I spose I could do a summary of how and why... promise I will TRY to make it succinct!!



hmm right, grew up with a lot of violence. um probably about the age of 8 I went to sunday school. I was a loner, even at that age. There was a lady who gave me a kids bible (I still have it) Her name was Margaret. She was very special because of all the violence and other things I guess at that age I didnt think too much of anything and I certainly didnt trust people. She befriended me and even though circumstances as they were, I didnt keep up with sunday school, I would visit her. I wasnt happy with the Baptist church...I remember my Mum came to see my Bro & Sis get baptised and they were judging her. So I was like GRRR. And I could see the people who were only good on Sundays
Oh but I had these books called Uncle Arthurs Bed Time Stories and I just loved em ... I think those stories lit a spark of hope in my heart.

So went away from the church thinking it was all BS and I hadnt experienced anything spec personally with GOD at that time. All I had was this lady called Margaret. I think she was the absolute first person that really was kind to me, yanno when you know someone likes you? Its that kind of thing. I felt loved anyway.

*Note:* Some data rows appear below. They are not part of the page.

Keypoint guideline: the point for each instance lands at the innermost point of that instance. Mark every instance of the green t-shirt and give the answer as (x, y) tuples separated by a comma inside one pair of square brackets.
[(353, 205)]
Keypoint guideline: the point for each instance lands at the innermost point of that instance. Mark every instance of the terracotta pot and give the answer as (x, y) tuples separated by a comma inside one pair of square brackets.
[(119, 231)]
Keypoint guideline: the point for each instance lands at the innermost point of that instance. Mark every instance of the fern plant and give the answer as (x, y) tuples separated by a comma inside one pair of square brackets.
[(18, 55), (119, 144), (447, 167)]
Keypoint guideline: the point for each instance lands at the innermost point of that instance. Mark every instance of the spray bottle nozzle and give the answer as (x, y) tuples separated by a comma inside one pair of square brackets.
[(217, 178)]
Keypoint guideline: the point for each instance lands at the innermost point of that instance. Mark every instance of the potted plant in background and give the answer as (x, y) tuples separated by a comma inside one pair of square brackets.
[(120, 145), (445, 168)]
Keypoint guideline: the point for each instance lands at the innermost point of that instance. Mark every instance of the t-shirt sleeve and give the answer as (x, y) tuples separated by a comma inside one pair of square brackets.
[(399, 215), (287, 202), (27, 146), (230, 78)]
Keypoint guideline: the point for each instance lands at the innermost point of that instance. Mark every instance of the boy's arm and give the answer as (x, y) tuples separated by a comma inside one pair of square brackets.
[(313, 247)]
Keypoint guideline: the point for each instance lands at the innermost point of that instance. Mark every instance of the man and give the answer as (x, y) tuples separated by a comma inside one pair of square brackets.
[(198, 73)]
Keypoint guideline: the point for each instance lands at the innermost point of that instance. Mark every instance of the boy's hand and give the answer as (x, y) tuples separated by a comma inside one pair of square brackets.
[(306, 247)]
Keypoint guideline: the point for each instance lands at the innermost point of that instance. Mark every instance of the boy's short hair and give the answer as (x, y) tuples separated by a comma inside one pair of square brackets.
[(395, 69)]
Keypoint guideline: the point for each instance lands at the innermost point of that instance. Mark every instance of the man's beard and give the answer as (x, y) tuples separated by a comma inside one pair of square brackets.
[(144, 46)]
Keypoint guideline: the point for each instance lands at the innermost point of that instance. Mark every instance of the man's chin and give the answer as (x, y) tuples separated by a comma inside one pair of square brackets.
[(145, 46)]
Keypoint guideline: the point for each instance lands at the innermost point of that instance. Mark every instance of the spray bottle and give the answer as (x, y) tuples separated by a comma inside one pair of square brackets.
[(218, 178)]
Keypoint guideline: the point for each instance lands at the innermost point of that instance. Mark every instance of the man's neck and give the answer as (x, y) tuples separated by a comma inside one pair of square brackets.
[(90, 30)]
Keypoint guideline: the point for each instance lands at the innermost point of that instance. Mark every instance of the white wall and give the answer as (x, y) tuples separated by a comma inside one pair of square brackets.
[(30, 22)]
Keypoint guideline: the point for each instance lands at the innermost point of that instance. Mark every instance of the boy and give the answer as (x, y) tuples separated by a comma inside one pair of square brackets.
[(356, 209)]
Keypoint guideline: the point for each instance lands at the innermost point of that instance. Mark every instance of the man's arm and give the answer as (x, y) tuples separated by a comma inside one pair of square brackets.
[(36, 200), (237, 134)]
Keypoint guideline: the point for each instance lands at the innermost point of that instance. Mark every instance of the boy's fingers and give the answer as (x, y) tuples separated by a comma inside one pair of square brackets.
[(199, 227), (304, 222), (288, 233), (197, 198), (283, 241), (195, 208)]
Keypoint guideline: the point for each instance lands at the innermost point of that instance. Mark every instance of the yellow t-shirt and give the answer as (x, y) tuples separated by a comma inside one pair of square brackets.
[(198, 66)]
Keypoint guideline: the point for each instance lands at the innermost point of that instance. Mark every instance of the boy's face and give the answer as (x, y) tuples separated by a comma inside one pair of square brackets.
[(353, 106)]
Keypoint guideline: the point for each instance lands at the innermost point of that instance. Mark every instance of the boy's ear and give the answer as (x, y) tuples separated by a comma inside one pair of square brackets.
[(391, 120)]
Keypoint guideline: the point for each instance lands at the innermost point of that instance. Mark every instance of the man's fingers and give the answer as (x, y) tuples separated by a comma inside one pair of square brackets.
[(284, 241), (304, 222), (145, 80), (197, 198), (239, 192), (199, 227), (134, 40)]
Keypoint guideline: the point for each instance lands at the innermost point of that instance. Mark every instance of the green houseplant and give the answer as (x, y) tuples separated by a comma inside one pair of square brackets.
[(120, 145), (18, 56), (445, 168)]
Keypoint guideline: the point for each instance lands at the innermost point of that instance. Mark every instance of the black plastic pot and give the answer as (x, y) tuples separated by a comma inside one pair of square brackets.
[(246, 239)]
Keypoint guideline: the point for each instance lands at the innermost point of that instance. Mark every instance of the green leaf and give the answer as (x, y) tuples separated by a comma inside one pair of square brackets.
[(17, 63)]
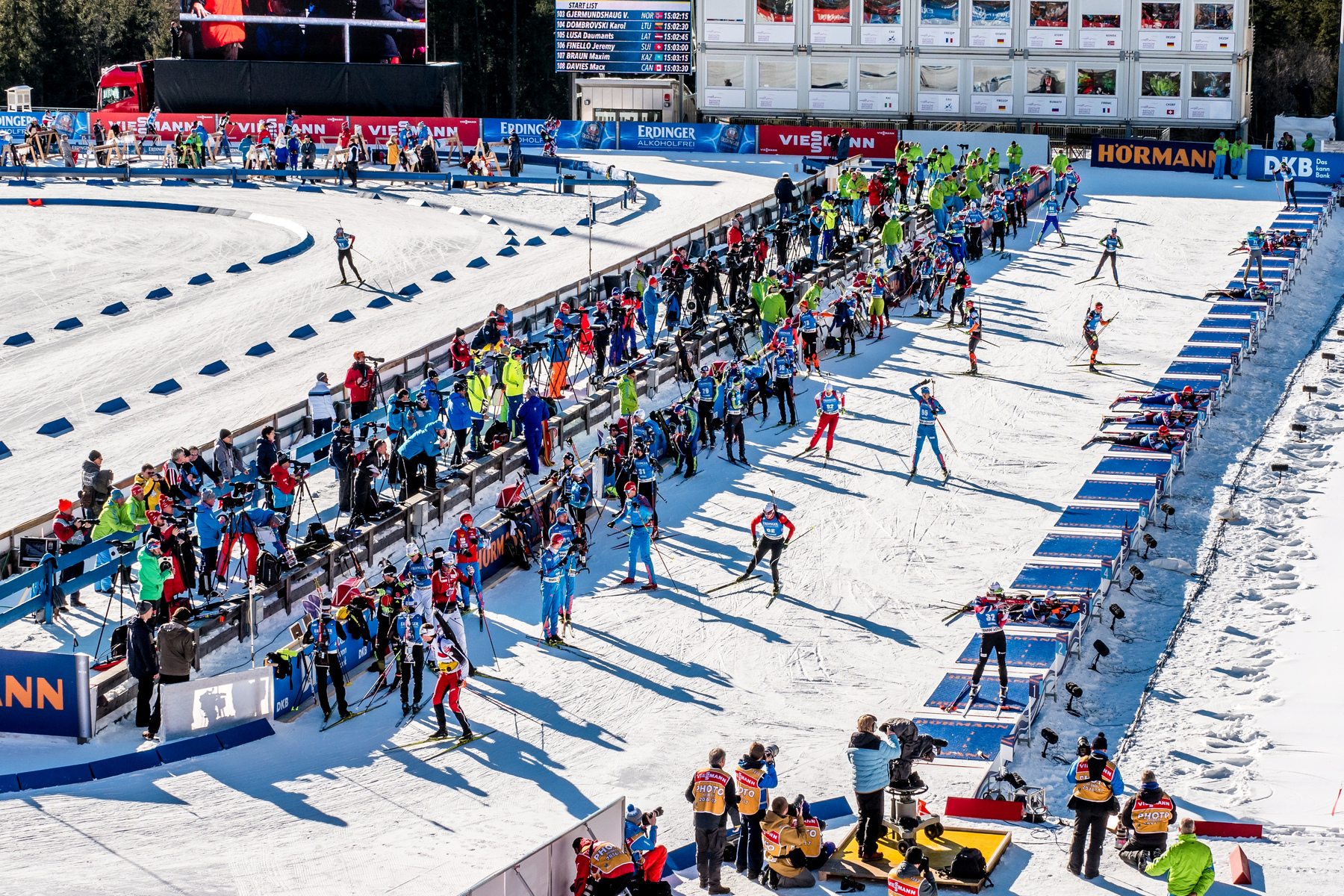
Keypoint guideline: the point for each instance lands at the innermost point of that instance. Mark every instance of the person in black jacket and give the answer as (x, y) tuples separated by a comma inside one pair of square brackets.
[(343, 458), (784, 193), (143, 665)]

I grew up and moved on. Lets skip about 10 years...hmm another 5 years. lol
I was very anti church after how I saw the churchies treated my Mum and the superficial people there. I really dont know exactly when it happened, but I just reconnected. I dont know whether I died and woke up one morning and then it happened but it feels like that. But more and more things were happening and I felt GOD all the time. Very weird. I dont go to a church at all. I spose I dont like people in my life. But I am very content with GOD; my life just as it is now.

I dont want anything at all. Just very content and peaceful.

ha ha so much for some profound moment


hmm na cant think of anything profound...it just happened.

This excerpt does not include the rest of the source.